Custom Pagination #26

Open Swader opened 8 years ago

Swader commented 8 years ago

The pagination side of Diffbot is buggy at best. It will often fail to recognize articles that are multi-page and will not merge them. What's more, it tops out at 20 pages, so anything longer will get ignored.

The feature suggestion for the client is as follows:

Add a new method to the Article API: paginateBy. This method takes 2 arguments: $identifier and $maxPages. The former is a way to identify the nextPage link element on the page. This element would auto-processed to find out all the next pages programmatically.
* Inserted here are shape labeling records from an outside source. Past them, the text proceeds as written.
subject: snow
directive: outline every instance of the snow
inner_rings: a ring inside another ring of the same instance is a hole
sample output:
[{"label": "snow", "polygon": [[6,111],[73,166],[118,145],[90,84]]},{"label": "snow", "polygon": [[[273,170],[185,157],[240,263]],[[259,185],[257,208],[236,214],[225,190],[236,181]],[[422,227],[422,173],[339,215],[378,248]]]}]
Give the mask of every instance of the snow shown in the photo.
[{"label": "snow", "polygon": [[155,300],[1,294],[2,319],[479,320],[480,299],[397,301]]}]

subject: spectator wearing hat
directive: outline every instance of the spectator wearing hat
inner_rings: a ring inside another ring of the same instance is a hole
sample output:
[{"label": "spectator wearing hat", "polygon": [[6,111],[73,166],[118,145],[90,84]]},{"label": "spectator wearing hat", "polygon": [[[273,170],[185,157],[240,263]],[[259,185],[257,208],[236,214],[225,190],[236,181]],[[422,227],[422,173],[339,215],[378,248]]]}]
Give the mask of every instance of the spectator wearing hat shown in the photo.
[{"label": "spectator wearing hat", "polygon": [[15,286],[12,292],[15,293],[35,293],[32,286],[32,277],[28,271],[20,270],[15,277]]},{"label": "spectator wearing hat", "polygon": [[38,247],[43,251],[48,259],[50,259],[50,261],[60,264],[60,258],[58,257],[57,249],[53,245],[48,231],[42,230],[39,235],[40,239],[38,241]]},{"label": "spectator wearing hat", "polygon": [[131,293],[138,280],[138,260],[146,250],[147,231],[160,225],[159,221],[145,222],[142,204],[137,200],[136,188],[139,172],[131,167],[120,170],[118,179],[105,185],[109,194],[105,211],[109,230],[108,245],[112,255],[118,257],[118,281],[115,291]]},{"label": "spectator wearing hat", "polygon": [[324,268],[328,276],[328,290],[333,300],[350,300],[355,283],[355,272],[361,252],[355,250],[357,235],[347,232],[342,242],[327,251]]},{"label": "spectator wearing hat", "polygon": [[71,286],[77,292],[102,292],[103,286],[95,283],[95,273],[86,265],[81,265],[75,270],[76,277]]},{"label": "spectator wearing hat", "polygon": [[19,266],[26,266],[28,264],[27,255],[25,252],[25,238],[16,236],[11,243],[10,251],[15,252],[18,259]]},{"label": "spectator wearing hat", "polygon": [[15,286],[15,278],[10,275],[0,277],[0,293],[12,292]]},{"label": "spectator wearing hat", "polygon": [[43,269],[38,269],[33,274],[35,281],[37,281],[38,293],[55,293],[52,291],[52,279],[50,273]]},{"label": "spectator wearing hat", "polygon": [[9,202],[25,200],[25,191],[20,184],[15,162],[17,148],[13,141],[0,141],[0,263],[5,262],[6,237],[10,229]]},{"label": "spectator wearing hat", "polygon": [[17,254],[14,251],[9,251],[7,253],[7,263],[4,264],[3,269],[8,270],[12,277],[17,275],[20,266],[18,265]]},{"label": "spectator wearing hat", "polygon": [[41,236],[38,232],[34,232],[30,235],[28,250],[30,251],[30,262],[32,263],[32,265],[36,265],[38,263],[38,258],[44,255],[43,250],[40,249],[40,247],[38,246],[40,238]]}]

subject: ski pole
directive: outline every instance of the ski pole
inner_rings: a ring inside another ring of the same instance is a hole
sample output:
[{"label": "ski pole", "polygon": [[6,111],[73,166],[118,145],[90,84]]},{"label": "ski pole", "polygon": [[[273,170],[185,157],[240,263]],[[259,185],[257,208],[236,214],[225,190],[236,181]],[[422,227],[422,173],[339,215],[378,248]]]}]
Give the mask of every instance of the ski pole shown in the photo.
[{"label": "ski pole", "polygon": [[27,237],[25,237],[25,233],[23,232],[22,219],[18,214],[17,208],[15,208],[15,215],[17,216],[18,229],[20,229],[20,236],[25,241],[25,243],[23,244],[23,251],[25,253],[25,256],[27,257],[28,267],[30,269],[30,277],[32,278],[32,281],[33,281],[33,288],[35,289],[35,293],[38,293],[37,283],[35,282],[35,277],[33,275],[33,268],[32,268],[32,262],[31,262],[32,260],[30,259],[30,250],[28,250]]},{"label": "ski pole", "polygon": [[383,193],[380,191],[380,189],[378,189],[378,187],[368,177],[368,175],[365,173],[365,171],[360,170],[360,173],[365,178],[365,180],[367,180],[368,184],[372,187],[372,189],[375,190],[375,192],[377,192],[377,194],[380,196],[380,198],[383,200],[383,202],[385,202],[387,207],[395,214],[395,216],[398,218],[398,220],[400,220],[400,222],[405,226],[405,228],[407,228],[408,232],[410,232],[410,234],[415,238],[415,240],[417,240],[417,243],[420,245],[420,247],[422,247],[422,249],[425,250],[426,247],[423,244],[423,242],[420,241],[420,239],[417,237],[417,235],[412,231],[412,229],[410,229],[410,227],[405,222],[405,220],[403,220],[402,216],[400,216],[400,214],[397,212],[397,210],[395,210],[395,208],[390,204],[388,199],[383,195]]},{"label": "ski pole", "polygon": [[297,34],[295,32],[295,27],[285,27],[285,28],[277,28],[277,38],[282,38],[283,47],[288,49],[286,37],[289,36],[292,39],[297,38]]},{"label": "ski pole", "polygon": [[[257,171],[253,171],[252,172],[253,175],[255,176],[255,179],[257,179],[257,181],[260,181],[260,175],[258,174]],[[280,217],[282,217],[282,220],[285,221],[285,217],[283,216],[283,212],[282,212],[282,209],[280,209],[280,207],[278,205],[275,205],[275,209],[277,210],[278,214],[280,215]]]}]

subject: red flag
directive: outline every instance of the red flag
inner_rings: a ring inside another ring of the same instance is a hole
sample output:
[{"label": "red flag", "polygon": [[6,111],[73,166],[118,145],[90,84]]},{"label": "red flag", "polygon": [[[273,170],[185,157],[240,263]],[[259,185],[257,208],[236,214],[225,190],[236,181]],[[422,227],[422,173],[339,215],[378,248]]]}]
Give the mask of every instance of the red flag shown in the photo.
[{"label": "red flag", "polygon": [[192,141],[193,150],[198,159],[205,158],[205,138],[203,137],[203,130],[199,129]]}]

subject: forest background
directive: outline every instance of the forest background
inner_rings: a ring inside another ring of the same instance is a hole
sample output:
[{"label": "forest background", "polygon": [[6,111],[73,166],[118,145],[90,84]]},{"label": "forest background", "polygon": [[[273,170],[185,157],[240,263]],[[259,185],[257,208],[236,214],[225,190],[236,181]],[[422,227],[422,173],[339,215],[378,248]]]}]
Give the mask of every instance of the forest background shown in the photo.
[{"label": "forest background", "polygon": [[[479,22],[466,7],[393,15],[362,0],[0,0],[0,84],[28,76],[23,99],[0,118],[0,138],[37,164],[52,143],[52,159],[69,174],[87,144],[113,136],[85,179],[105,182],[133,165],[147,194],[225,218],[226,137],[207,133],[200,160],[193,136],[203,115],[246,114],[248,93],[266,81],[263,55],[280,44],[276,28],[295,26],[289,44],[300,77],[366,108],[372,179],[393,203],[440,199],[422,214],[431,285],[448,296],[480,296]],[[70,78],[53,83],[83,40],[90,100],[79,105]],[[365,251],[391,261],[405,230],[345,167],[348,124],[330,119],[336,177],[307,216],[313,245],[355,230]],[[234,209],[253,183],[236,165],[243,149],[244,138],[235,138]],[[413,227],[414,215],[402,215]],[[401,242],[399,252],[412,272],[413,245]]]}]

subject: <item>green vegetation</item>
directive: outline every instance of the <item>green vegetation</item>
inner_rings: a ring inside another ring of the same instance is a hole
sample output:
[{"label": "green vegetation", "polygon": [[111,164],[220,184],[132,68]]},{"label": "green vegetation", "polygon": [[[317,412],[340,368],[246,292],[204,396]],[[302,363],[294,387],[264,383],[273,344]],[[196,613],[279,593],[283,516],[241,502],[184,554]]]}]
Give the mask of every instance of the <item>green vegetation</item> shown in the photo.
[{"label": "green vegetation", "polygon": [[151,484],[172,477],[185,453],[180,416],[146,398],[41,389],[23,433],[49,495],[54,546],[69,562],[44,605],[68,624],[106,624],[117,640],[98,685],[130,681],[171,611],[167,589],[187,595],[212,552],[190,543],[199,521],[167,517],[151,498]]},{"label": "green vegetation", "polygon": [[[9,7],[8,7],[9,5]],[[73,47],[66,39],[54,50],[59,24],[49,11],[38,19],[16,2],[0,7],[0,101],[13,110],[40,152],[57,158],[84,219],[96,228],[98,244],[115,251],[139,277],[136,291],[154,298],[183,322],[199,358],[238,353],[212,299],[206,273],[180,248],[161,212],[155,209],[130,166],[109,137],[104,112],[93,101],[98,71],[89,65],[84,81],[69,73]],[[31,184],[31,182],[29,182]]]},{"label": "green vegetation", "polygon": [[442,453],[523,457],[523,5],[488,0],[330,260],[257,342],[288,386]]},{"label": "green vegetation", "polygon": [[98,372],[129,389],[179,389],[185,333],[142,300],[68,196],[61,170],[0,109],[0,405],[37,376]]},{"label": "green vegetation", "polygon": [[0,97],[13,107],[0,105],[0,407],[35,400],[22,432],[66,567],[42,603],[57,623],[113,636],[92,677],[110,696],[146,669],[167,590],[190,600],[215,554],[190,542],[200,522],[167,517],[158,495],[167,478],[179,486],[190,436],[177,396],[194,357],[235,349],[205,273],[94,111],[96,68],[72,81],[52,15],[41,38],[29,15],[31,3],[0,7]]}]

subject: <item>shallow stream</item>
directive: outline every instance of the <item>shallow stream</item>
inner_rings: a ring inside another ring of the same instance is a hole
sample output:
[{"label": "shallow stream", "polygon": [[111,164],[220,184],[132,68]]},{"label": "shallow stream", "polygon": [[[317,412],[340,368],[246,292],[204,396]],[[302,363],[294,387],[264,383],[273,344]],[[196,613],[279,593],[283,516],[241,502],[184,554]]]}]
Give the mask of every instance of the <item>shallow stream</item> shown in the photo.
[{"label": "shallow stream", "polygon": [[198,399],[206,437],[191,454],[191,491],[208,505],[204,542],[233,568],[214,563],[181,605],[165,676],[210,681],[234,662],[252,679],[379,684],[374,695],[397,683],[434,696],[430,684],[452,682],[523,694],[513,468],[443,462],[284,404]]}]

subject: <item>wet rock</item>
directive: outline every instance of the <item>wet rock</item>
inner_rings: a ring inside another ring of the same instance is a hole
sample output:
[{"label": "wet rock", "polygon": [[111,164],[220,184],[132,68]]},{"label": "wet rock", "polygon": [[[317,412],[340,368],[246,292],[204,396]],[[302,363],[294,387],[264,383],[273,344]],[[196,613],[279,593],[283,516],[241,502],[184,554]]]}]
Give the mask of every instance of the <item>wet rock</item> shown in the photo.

The latter is the max number of pages to concat.

This method would, in order:

  1. Make an Article API request to the original URL.
  2. Find the nextPage element and process it to find out the pattern to which to attach incrementing numbers, thus generating next pages.
  3. Make an additional Article API request to each page, up to $maxPages number of pages
  4. Concatenate the HTML content of all pages.
  5. Send the merged HTML content as a POST request to the Article API, for a final analysis of the entire post.

Alternatively, in order to save Article API requests and use up only one, the client could just Guzzle the raw HTML of all the articles, extract the content HTML, merge that and send it as POST. This, however, is less reliable, as Diffbot is much better at figuring out what is content on the page, and what isn't (headers, ads, comments, etc.).

Maybe make it a switch of some kind, and additional setter?